E’ finita in Bolivia la fuga di Antonio Rao, 67enne di Rivalta, pregiudicato, ricercato per droga e violenza sessuale. Gli uomini della squadra mobile di Torino e quelli del servizio centrale operativo, entrati in azione con la collaborazione dello Scip (Servizio per la Cooperazione Internazionale di Polizia), lo hanno acciuffato a Santa Cruz de la Sierra, in un’abitazione signorile non lontana dal centro città.

PASSAPORTO FALSO E BIGLIETTO PER MADRID
Al momento dell’arresto, risalente allo scorso 2 dicembre, il latitante aveva un passaporto falso, intestato a un italiano nato in Argentina che ne aveva denunciato lo smarrimento, e un biglietto per Madrid prenotato, con nome falso, per il 15 dicembre. Stava preparando una nuova fuga?

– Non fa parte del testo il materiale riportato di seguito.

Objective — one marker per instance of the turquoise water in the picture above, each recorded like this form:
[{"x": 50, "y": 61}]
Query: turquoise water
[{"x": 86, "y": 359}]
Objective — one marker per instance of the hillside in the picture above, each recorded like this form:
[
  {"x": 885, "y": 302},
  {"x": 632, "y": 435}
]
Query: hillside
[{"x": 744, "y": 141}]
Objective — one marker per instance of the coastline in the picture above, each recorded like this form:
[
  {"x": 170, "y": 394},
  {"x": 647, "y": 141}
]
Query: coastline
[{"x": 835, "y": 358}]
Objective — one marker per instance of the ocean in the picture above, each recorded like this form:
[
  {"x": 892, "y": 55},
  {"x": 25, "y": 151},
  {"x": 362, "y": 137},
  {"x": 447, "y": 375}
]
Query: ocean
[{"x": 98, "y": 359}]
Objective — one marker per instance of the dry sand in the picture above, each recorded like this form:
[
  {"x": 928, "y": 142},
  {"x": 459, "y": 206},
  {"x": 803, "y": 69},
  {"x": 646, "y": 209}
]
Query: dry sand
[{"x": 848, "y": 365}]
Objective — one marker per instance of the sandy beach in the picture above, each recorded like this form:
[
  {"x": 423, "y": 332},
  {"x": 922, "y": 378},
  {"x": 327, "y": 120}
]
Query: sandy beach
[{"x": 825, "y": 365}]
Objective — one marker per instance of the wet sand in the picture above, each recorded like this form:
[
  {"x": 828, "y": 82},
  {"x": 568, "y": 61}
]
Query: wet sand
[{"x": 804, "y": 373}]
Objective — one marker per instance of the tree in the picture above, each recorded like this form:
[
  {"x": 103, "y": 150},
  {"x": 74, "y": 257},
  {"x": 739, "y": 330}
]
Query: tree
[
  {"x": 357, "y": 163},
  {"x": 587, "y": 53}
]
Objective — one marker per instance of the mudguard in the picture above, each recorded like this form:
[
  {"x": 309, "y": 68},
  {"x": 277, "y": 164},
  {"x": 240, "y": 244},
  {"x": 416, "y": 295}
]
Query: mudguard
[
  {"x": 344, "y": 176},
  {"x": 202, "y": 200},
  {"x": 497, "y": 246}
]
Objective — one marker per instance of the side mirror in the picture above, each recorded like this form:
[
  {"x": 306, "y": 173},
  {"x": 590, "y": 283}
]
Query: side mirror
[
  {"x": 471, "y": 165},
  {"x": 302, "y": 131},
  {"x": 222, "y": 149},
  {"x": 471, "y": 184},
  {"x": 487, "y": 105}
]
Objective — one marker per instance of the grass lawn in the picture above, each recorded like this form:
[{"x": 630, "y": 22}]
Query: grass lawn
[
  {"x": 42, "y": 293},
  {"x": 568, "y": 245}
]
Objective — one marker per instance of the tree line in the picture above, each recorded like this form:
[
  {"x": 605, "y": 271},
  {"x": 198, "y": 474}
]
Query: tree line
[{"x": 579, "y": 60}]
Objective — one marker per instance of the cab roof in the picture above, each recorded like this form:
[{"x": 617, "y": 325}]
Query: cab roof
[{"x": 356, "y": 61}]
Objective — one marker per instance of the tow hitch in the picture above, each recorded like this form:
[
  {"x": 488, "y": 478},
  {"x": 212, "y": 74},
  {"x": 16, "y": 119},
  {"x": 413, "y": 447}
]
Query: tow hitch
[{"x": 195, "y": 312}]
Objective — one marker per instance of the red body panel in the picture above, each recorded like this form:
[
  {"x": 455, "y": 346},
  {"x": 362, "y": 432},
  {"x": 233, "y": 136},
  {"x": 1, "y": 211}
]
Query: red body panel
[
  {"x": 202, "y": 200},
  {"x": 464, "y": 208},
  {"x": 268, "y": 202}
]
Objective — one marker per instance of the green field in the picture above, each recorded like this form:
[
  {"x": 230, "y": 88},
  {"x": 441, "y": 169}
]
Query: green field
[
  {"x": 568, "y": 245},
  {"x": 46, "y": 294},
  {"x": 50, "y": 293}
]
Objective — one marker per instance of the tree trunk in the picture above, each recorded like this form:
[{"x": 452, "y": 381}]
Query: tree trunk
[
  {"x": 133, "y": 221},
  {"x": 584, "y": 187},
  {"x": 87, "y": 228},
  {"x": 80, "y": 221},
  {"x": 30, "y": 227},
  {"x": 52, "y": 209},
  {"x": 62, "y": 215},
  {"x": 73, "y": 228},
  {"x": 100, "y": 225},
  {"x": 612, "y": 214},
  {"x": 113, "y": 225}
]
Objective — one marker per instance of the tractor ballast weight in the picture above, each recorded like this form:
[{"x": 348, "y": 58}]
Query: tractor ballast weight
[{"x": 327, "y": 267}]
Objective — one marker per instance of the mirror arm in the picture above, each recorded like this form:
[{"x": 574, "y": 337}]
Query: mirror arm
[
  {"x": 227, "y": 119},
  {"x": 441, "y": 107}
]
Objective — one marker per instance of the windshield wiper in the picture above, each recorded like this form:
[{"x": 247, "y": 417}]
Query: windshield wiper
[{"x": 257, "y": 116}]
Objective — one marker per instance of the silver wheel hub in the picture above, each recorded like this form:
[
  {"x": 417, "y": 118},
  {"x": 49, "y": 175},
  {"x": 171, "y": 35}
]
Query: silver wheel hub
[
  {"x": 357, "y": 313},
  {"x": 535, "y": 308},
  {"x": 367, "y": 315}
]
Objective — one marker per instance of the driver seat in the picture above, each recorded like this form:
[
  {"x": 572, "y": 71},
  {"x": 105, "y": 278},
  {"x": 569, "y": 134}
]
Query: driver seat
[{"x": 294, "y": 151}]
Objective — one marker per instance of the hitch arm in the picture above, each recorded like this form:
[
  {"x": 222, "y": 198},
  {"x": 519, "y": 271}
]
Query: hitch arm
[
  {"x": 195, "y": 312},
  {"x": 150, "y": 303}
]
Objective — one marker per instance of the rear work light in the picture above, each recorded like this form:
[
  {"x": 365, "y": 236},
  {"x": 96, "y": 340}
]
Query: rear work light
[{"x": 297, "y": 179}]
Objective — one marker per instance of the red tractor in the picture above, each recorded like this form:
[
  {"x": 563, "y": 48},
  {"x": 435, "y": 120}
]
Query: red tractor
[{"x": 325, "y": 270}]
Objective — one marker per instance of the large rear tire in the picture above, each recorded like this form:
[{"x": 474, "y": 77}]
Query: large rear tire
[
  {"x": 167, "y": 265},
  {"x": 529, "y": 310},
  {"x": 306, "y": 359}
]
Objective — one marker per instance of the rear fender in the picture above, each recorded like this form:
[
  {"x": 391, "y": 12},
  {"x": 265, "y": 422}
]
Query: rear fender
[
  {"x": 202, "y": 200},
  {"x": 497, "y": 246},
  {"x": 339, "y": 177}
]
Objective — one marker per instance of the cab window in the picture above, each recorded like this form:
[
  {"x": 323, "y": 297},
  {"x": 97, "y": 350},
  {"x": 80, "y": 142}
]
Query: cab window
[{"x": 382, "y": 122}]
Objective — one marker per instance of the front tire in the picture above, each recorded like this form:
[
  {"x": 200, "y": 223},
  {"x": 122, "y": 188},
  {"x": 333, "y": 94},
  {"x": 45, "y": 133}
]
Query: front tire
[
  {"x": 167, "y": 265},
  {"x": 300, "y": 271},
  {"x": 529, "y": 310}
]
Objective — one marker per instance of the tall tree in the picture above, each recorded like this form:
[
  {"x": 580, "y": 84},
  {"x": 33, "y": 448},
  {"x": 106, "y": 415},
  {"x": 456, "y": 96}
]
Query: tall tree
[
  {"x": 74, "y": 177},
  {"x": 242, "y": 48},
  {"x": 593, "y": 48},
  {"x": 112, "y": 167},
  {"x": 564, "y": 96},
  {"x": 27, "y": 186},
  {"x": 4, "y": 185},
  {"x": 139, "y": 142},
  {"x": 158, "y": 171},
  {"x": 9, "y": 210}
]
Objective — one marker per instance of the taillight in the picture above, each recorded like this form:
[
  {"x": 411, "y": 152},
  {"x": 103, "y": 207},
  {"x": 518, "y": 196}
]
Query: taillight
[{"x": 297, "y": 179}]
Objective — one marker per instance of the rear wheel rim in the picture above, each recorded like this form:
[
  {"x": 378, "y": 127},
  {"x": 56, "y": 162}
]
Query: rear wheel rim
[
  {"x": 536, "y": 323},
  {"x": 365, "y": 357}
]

BECCATO ANCHE UN ALTRO LATITANTE
Con Rao, nato ad Anoia (Reggio Calabria) ma residente nel Comune torinese, la task-force della polizia, nell’ambito dell’operazione “Wanted“, ha arrestato anche un altro ricercato. Si tratta di Joseph Michel Bernard Dalmasso, francese 62enne, originario di Saint Laurent Du Var (Francia). L’uomo è stato beccato lo scorso 14 settembre in Brasile, a Pindoretama, località costiera nei pressi della città di Fortaleza.

LE PENE DA SCONTARE
Il calabrese di Rivalta, destinatario di un ordine di esecuzione per la carcerazione emesso il 20 giugno scorso dalla Procura Generale della Repubblica presso la Corte d’Appello di Torino, deve scontare dieci anni di carcere per violazione della legge sugli stupefacenti e violenza sessuale su minore di anni 18; Dalmasso, a sua volta destinatario dell’ordine di carcerazione emesso il 26 novembre del 2015 dalla Procura Generale della Repubblica di Torino, deve invece scontare la pena di 5 anni e 7 mesi di reclusione per per droga.

L’OPERAZIONE REWIND
Rao e Dalmasso erano già stati coinvolti, nel 2012, in un’operazione antidroga condotta nel 2012 dalla squadra mobile di Torino denominata in codice “Rewind“, che aveva consentito di disarticolare un sodalizio criminoso dedito all’importazione di ingenti quantitativi di cocaina. In quell’indagine, secondo quanto emerso dall’attività d’intelligence, Rao sarebbe stato il tramite tra i trafficanti brasiliani e quelli italiani. Tra le persone finite in manette nell’ambito di “Rewind” figuravano anche personaggi di spicco appartenenti alla ‘ndrangheta radicata in Piemonte.

VIOLENTO’ UNA MINORENNE
Secondo gli inquirenti, Rao, una volta scarcerato, si rese responsabile anche di violenza sessuale ai danni di una minorenne di origine romena costringendola con la forza ad assumere cocaina. Dalmasso, invece, fu affidato ad una comunità di recupero dalla quale però si diede alla fuga.

INDIVIDUATI I FIANCHEGGIATORI
Le indagini che hanno portato alla cattura dei due latitanti in Bolivia e Brasile, coordinate dalla Procura Generale della Repubblica di Torino, hanno consentito anche di individuare la rete di fiancheggiatori che, dalla provincia di Torino, hanno favorito Rao nel mettere in atto la fuga pochi giorni prima che venisse emesso il provvedimento di carcerazione dalla Corte di Cassazione.

COMPLICI A RIVALTA E PIOSSASCO
In particolare sono stati indagati per favoreggiamento 3 persone: due donne ed un uomo, tutti abitanti tra i Comuni di Rivalta e Piossasco della cintura torinese che, oltre ai congiunti, hanno, con le loro azioni, non solo eluso le investigazioni tese al rintraccio del 67enne, ma lo hanno di fatto accompagnato in Spagna da dove poi si è diretto in Bolivia. Durante la sua permanenza in quello Stato gli hanno, inoltre, procurato ed inviato il denaro necessario al suo sostentamento.